A medium-size (approx. 3.0 – 3.2 cm. wingspan) olive green moth with black and white lines and spots. The antemedian and postmedian lines are very erratic, black lined with white scales. The orbicular and reniform spots are prominent, white with green filling and partially ringed with black. The fringes are checkered green, black and white. The hindwings are light black, with some pale scaling along the upper edge and a pale fringe. Sexes are similar, but males have narrowly bipectinate antenna, females simple. Feralia jocosa can usually be separated from other Alberta Feralia by the combination of small size, dark hindwings, and the lack of blocks or large patches of black scales on the forewings. Occasional specimens have some or all the olive green replaced with yellow-brown. Adults and the genitalia of both sexes are illustrated by Poole (1995).

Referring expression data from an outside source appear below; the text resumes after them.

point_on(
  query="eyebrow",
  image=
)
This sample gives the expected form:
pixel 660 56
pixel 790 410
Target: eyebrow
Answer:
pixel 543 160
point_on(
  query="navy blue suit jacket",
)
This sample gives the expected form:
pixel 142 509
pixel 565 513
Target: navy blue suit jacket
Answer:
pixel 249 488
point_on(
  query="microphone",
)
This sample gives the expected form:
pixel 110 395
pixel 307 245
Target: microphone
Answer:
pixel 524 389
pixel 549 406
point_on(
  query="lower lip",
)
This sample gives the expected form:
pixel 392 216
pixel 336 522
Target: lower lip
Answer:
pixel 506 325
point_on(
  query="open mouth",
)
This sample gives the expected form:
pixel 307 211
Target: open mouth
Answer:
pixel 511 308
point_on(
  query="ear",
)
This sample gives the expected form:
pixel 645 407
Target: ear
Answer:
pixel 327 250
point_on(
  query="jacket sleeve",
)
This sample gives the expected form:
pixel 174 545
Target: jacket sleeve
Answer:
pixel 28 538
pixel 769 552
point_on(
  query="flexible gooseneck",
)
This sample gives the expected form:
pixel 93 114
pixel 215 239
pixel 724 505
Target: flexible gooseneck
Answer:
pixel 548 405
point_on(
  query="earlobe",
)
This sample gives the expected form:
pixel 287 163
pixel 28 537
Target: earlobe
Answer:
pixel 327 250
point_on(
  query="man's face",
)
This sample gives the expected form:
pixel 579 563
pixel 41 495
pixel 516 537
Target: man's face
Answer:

Feralia jocosa is single-brooded, with adults in spring (late April through mid June). They lay eggs which hatch about the time the conifer buds are emerging, and most of their development occurs from the time the bud scales drop to the time the new needles have hardened, a period of 6 weeks or less. The adults develop in the pupa prior to winter, prepared to emerge early in the spring. The larvae are described and illustrated in color by Duncan (2006).
Northeastern USA, south to Maryland and Ohio, north to Newfoundland and west across the boreal forest to coastal BC, but replaced in the lower mainland and Vancouver Island by F. deceptiva. Open dots on the map are literature records only (Prentice, 1962).
Feralia jocosa is the smallest of our 3 Feralia species. Poole (op. cit.) states the very closely related Feralia deceptiva occurs in southwestern Alberta, based on a single specimen. We treat deceptiva as one of a suite of species restricted in Canada to extreme southwestern BC, and reject the Alberta record as either an unusually large, bright specimen of jocosa, or perhaps a mislabeled specimen.
Neo Yorkino (2012-03-28)
I found an adult specimen of this type in my hallway last night. Looking for a good way to preserve it. I'm located in upstate NY so this seems to me a rare find.... Just thought someone might be interested by that.